A Nikon official, who spoke under the condition of anonymity, revealed that the new entity will be reorganized into two divisions.

The MINOLTA division will be responsible for the reestablishment of the Minolta Maxxum, XD and SR-T 35mm film camera lines, along with Rokkor lenses and limited edition Color Enlarger II products for darkroom enthusiasts and Boomers.

The KONICA division will continue to manufacture category-leading office automation equipment and MFPs.

The deal, which become final as of April 1, nearly collapsed when Nikon executives in Japan discovered more than 300,000 units of APS cameras and lenses hidden in a secret closet at a now-closed factory in Sakai, Japan. Complicating the negotiations further, it was subsequently disclosed that there are dozens of stockpiles of Minolta Vectis APS cameras scattered around the Osaka countryside, waiting to be refurbished and returned to the US.

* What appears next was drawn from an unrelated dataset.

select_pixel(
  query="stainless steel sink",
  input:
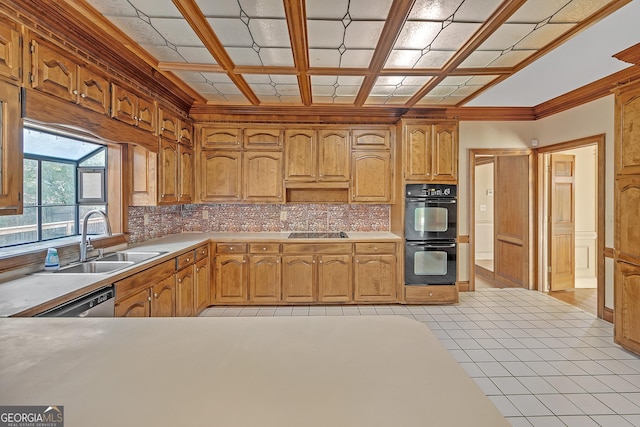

In a related story, NASA announced that it plans to supply all future astronauts with Minolta-branded cameras exclusively. "If Minolta was good enough for John Glenn," said one thrift-minded NASA engineer, "they're probably okay for everybody else, too. And they're a lot cheaper than Nikons or Hasselblads."

It's satire, folks. An April Fools' Day joke. The Minolta 110 Zoom pictured above is a real thing. Sadly, none of the rest is true, except maybe the part about the secret closet in Sakai. And John Glenn did carry a camera manufactured by Minolta into space; however, it bore the Ansco brand name.